It’s Throwback Thursday! Today I’m resharing my review of Broken Like Glass by EJ McCay. This review was originally posted in May 2017.
There are not many novels that manage to grip me from the very first line, but this was one:
By the end of the first page, we know Lillian is in court-ordered therapy. By the end of the second page, we know why:
“Help me understand why you stabbed your dad with a knife in the middle of the grocery store, and then went home and smashed everything.”
“Some people deserve a little knifing every once in a while and his furniture was a hundred years past vintage. I’d say I did him a favor.”
So Lillian is stuck in her home town for six months until she can explain why … which isn’t so easy. As the novel progresses, we see more and more glimpses of Lillian’s broken past as she opens herself up to her teenage crush, to her therapist, and to Jesus—who she refers to as Papa. The title implies we’re going to see a broken person, and we do, but we also strength and character.
Lillian is a strong main character.
Some people won’t be able to related to the writing—first person present tense—but I thought it was the perfect choice. It gave us an insight into Lillian, and the present tense gave the story the necessary sense of immediacy.
Reading a first person story narrated by a character who has secrets and hides them from the reader can be frustrating. I always feel that if the character knows the truth about a matter, the reader should know that truth as well. And that’s why I think first person worked so well in Broken Like Glass, because Lillian didn’t know. Her secrets were so deep, she hid them from herself.
Broken Like Glass combined some of the freshest writing I’ve read in ages. The use of first person present tense was inspired. The plot was layered, complex, and never predictable (the couple of minor plot points I almost predicted were minor in comparison to the major twists I ever saw coming).

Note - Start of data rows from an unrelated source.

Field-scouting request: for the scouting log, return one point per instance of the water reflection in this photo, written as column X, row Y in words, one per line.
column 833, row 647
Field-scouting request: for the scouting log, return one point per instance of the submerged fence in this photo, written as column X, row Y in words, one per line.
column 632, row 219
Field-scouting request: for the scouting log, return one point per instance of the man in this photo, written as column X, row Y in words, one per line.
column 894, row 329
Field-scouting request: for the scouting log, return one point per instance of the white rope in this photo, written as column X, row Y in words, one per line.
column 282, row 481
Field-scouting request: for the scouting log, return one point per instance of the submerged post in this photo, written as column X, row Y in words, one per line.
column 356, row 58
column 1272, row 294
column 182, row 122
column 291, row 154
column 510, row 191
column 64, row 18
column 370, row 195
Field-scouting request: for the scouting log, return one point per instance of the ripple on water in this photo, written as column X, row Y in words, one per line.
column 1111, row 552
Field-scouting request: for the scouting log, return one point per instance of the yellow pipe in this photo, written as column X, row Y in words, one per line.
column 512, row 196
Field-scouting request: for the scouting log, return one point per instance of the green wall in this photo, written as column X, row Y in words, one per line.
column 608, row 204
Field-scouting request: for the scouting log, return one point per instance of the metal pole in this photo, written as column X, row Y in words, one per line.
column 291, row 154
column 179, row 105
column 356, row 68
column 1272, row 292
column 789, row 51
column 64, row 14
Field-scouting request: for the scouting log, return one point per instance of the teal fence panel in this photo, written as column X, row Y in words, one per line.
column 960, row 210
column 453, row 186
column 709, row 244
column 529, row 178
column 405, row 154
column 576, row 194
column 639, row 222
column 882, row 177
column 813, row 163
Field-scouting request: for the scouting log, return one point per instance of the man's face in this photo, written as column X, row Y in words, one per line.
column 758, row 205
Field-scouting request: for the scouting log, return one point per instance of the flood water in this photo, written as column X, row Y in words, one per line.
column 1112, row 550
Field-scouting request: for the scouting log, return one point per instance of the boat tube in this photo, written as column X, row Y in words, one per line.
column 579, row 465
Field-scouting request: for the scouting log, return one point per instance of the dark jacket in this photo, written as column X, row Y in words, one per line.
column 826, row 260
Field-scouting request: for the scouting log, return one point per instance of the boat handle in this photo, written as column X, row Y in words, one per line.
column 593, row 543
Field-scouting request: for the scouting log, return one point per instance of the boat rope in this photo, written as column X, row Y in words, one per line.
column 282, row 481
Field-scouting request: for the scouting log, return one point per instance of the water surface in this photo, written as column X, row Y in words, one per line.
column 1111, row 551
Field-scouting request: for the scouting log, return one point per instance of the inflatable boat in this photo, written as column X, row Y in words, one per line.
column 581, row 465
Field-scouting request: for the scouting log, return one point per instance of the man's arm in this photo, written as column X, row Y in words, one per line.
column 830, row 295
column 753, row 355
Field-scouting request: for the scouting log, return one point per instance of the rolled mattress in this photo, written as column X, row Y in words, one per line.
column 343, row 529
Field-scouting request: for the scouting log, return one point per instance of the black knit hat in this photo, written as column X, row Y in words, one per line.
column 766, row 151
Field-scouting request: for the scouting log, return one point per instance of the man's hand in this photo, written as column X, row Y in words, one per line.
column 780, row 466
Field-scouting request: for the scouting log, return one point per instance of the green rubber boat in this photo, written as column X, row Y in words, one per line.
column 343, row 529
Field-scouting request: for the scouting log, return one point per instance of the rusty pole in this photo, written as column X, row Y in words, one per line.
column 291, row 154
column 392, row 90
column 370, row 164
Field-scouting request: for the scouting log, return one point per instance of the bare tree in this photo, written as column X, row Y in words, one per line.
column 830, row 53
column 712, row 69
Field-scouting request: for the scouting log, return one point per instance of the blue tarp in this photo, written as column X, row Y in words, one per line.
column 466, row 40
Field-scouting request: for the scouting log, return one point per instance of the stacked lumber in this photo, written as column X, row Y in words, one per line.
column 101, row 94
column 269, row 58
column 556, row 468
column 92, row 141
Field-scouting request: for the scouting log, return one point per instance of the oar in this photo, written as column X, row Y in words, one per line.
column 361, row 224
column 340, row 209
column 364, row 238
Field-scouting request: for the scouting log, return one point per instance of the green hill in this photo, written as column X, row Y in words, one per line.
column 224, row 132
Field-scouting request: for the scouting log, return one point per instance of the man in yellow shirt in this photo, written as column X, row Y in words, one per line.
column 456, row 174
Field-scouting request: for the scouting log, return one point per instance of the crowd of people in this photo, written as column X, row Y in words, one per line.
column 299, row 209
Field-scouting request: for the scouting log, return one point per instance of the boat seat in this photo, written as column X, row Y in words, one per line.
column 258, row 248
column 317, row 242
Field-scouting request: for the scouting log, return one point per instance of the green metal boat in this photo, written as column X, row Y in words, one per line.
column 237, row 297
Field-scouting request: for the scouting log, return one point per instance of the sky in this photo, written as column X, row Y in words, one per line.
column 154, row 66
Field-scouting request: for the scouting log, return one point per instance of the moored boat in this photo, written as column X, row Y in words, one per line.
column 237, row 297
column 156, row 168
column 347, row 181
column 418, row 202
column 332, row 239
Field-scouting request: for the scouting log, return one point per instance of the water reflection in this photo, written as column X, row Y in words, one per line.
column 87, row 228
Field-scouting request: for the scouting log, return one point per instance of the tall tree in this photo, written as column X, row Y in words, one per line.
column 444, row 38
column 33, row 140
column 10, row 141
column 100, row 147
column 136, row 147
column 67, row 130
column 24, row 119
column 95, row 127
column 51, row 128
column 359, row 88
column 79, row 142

But the true triumph of Broken Like Glass is Lilly’s relationship with Papa, something her therapist, Chrissy, sees as Lilly’s strength:
“But this relationship you have. It’s so … tangible. I want that.”
“Then have it.”
Chrissy looks at me funny. “But how? How did you do it?”
“I clung to the only thing I could. He’s all I had. He’s all I ever had … my only friend was Papa.”
Lilly is the perfect embodiment of the Christian faith as a relationship with Jesus.
The scenes where Papa talks and Lilly listens remind me of God speaking in The Atonement Child by Francine Rivers. The themes and writing reminded me of Christa Allen and Varina Denman and Amy Matayo, and other newer writers in Christian fiction. But the most important thing is that Broken Like Glass makes me want to know Papa in the way Lilly does. And shouldn’t that be the aim of Christian fiction?
Thanks to the author for providing a free ebook for review.
About EJ McCay
EJ McCay grew up in Charleston, South Carolina and currently resides in Lubbock, Texas. She lives with her husband, two girls, and four cats.
Writing wasn’t always her dream. That came about when she was in her mid-twenties. Since then, it’s become more than a passion, it’s become part of what makes her tick. She writes in multiple genres from YA to Adult Romance.
When not writing, she’s a nerd-herding lover of Chuck, and enjoyer of good coffee. Some of her favorite books include Ender’s Game, The Percy Jackson Series, and the Alex Van Helsing trilogy–just to mention a few.
Find EJ McCay online at:
About Broken Like Glass
Lillian Louis James tried to live a good life but her father had a knack for bringing out the worst in her. When a quick weekend visit with him turned violent she found herself on the wrong end of the law. Stuck in the small town she would rather forget Lillian was forced to attend therapy and try to figure out where it all went wrong. Her high school crush showing up on the scene didn’t help either as unresolved feelings bubbled to the surface. Will Lillian let Jesus heal her broken past before her chance at love is gone?